Levine asintió con un gesto. Scopes levantó de nuevo el interruptor.

—Spencer, el lunes que viene por la mañana, presentará todas las cintas de lo ocurrido aquí al consejo de administración de GeneDyne. Y ahora, por favor, ya puede empezar a introducir el gas VXV… Sí, sí, lo sé, Spencer. Gracias por todo. Y le deseo la mejor suerte.

Lentamente, Scopes colgó el auricular. Después volvió a colocar las manos sobre el teclado.

—Allá vamos —dijo.

Se produjo un zumbido y las luces disminuyeron de intensidad. De repente, la enorme sala octogonal se transformó en el desván de la casa en ruinas de isla Monhegan. Al mirar alrededor, asombrado, Levine se dio cuenta de que no sólo una, sino las ocho paredes de la sala se habían convertido en una vasta pantalla.

—Ahora ya sabes por qué elegí el desván, en lo más alto —dijo Scopes, y dejó el teclado a un lado.

Levine, como en un trance, se sentó en el sofá y miró alrededor. Por el exterior del desván podía ver con claridad la terraza. El sol empezaba a despuntar sobre el océano, y el mar parecía absorber los colores del cielo. Las gaviotas planeaban alrededor de las barcas de pesca en el puerto, y graznaban excitadas mientras los pescadores transportaban barriles de cebo de pescado por el muelle y los cargaban en las barcas.

En una silla situada en el desván, una figura se movió, se levantó y se desperezó. Era de baja estatura y delgada, con extremidades desgarbadas y gafas gruesas. Un impenitente mechón se levantaba como una pluma negra entre la desordenada mata de pelo.

—Bien, Charles —dijo la figura—. Bienvenido a la isla Mohegan.

Levine vio a otra figura en el extremo opuesto del desván, un hombre calvo, con un traje oscuro que no le sentaba bien, y que hacía un gesto de asentimiento.

—Gracias —dijo con una voz que a él le sonó familiar.

—¿Quieres que demos un paseo por el pueblo? —preguntó la figura de Scopes.

—Ahora no —contestó la figura de Levine—. Preferiría sentarme aquí y ver cómo zarpan las barcas de pesca.

—Muy bien. ¿Quieres que juguemos al Juego mientras esperamos?

—¿Por qué no? —replicó la figura de Levine—. No tenemos nada que hacer en las próximas horas.

Levine se arrellanó en el sofá de la sala octogonal, y observó con una sonrisa a su personaje recientemente creado.

—Sí, disponemos de mucho tiempo —asintió Scopes desde la oscuridad—. De un tiempo infinito. Tanto para ellos y, sin embargo, tan poco para nosotros.

—Elijo «tiempo» como palabra clave —dijo la figura de Levine.

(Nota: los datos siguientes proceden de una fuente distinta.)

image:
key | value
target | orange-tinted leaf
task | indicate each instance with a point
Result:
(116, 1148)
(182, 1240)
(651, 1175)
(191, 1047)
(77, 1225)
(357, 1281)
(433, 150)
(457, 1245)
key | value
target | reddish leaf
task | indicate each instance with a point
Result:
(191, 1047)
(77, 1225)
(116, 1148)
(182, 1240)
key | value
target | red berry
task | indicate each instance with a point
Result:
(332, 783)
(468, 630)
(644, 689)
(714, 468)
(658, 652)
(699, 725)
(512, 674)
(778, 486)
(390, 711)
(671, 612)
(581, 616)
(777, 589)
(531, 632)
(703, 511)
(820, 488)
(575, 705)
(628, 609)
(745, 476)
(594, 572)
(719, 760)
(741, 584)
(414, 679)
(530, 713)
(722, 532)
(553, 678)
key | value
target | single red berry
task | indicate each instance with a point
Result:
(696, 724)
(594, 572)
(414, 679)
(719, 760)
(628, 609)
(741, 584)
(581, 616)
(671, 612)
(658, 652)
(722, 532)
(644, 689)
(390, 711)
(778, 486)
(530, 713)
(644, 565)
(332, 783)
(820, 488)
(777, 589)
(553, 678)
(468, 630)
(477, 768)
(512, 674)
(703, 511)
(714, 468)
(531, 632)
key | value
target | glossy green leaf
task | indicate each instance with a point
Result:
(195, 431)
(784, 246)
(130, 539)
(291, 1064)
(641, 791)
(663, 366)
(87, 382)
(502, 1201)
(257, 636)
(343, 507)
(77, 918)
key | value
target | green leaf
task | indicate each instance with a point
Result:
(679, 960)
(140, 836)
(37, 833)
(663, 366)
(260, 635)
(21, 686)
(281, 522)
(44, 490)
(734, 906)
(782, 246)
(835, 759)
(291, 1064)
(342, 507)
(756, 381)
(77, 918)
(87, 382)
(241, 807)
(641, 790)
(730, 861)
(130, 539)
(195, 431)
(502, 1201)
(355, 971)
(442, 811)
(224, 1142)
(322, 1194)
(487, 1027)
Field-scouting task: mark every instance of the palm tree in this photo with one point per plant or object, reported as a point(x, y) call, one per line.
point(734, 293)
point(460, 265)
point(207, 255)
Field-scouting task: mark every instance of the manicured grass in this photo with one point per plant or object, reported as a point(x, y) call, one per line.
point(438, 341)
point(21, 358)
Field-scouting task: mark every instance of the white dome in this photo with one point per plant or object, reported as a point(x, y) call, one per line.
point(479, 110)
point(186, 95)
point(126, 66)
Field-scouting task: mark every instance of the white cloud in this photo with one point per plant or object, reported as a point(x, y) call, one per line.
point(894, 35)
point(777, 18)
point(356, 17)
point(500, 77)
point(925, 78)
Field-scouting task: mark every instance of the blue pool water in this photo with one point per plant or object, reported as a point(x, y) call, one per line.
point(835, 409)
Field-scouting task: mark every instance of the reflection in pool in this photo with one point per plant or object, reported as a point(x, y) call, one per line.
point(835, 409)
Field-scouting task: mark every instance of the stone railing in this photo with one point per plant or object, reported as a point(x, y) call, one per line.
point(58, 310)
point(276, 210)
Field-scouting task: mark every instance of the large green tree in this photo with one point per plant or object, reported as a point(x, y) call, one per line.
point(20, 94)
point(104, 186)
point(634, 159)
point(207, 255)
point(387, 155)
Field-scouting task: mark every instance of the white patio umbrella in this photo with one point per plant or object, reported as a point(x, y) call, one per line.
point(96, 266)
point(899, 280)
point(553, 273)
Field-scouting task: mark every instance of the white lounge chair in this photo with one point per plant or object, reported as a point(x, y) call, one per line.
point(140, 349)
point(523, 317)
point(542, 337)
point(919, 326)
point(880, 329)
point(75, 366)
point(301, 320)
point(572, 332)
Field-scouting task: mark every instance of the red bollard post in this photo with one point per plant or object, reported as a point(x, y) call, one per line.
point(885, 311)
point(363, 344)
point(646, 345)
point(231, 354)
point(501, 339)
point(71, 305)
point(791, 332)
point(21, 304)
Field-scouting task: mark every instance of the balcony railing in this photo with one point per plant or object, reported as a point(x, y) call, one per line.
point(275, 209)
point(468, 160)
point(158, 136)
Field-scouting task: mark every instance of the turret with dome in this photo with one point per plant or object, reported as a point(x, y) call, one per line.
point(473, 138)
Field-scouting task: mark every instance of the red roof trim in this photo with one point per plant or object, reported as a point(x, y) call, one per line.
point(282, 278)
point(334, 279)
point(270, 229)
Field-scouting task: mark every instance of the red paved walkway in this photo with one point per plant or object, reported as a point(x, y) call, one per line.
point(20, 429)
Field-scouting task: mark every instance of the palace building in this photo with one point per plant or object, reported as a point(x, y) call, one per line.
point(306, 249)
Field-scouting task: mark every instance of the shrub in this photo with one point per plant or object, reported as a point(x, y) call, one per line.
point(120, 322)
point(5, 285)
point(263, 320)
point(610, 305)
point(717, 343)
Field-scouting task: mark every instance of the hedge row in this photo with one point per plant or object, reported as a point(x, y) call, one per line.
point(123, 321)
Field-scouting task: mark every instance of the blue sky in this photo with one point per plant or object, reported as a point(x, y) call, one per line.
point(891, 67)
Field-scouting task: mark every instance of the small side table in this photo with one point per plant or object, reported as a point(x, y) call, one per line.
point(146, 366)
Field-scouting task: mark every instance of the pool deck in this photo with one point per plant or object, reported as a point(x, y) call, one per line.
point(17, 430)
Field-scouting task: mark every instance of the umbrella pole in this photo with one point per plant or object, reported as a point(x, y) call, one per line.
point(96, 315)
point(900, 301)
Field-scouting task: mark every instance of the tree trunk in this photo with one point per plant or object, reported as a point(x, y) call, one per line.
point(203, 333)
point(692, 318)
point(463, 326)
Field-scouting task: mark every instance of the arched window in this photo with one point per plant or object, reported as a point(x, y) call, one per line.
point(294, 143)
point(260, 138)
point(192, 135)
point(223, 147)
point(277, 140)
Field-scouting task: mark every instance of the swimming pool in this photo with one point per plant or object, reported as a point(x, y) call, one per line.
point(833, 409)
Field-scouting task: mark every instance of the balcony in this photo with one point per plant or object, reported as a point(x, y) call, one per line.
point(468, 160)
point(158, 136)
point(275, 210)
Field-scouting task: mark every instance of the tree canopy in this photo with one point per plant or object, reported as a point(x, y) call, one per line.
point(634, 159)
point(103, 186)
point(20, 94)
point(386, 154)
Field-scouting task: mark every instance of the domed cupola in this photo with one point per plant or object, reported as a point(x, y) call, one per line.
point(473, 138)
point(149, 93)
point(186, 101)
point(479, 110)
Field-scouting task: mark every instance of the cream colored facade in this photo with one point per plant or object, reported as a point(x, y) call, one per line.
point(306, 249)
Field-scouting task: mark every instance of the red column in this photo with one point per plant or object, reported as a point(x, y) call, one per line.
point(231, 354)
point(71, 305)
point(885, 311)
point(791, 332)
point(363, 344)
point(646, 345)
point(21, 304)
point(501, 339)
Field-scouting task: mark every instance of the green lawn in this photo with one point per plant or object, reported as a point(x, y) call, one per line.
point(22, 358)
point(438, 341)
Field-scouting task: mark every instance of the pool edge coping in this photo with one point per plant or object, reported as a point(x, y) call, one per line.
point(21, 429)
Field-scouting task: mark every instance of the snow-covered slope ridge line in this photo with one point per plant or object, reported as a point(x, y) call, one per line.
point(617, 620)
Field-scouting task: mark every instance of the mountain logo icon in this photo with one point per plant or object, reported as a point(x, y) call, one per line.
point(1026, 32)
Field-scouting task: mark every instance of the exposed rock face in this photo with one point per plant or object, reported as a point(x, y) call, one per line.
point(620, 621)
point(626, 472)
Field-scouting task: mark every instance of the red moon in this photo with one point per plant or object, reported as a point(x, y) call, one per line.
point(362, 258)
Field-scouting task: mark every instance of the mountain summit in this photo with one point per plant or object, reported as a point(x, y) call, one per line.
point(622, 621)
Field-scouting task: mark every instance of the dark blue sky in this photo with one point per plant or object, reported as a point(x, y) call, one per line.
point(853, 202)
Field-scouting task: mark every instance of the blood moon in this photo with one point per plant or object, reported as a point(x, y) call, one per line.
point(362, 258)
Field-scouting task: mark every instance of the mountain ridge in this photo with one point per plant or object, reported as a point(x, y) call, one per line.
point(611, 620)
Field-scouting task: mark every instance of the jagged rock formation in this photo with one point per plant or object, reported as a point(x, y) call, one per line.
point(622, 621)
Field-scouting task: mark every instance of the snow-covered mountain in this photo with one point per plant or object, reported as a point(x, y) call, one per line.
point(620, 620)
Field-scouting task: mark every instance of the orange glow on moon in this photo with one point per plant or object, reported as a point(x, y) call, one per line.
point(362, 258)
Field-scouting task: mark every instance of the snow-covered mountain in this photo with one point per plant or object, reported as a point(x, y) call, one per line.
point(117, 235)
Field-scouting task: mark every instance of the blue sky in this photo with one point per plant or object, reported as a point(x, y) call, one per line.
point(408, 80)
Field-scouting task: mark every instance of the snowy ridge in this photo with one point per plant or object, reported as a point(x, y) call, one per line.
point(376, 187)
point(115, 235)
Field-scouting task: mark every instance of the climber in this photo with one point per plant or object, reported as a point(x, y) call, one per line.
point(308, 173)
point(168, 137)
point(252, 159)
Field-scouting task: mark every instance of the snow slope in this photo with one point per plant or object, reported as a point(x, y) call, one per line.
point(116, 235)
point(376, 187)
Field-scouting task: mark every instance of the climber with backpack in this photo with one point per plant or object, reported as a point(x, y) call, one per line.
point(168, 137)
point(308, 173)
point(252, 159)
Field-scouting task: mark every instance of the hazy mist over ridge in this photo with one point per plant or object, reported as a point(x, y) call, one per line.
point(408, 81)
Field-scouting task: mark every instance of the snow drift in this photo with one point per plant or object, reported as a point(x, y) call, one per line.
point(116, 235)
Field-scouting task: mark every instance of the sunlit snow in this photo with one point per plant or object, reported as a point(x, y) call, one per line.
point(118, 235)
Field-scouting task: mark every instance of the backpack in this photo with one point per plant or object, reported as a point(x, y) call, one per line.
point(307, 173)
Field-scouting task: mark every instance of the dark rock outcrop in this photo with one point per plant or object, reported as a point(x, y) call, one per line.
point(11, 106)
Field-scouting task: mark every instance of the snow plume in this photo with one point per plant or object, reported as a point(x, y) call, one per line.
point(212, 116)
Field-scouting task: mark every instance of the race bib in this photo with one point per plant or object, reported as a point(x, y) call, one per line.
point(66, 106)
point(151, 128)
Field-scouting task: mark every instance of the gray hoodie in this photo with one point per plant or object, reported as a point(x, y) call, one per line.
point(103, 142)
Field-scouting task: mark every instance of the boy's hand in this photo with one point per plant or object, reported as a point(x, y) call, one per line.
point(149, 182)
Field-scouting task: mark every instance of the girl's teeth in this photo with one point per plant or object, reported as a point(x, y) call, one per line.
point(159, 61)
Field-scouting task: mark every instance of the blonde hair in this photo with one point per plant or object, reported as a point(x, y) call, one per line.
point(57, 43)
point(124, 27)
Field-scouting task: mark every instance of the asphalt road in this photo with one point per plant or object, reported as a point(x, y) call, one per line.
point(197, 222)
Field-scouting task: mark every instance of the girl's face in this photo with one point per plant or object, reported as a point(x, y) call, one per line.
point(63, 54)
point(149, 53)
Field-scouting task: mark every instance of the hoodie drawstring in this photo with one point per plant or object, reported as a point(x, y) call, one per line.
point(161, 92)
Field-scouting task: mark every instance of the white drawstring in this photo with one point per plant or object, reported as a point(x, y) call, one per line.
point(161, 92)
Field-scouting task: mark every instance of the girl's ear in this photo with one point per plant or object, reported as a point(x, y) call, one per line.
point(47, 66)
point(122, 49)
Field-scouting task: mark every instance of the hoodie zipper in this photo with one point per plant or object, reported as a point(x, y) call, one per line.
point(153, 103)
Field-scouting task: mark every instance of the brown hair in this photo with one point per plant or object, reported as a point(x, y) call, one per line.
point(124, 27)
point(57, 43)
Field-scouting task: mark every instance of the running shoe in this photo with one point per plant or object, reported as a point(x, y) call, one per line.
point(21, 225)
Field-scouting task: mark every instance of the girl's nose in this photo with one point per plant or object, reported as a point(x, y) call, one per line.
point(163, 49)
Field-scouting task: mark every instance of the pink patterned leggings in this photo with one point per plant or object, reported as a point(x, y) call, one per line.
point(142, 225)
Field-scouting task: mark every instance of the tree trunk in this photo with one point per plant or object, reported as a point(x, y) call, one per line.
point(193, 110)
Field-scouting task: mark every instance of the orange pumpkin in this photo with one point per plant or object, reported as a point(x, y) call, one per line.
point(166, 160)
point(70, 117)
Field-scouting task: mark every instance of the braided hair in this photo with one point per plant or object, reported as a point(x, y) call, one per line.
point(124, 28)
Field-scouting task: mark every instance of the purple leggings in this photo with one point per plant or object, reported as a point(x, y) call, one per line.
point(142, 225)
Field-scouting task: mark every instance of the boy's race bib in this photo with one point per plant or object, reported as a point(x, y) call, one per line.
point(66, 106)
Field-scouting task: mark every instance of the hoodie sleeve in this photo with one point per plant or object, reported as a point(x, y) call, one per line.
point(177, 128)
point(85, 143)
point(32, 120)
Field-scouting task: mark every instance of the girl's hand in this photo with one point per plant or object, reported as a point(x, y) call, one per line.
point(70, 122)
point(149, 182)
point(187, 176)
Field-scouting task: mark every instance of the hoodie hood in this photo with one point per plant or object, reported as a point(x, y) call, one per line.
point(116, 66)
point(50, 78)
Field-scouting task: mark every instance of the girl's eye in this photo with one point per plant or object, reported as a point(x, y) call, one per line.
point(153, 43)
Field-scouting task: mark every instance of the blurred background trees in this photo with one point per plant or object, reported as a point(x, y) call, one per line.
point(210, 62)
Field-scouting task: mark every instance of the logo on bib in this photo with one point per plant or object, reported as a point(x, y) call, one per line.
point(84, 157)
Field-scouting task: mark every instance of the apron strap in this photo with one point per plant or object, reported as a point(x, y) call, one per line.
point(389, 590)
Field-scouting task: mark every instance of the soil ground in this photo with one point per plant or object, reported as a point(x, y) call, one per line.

La figura de Scopes se sentó de nuevo en la mecedora, tomó impulso hacia atrás y dijo:

—«Habrá tiempo para preparar un rostro que se encuentre con los rostros con los que te encontrarás. Habrá tiempo para asesinar y para crear…».

El Levine real percibió un extraño olor en la sala octogonal; un olor acre y dulzón, como el de rosas muertas. Empezaron a escocerle los ojos y los cerró, mientras escuchaba a la figura de Scopes, que seguía diciendo:

—«Y tiempo para todas las obras y días de acción, que levantan y dejan caer una pregunta sobre tu plato. Tiempo para ti y tiempo para mí…».

Se produjo un silencio y lo último que Levine escuchó mientras aspiraba el gas letal fue su propia voz, que pronunció una cita como respuesta:

—«El tiempo es una tormenta en la que todos nos hallamos perdidos…».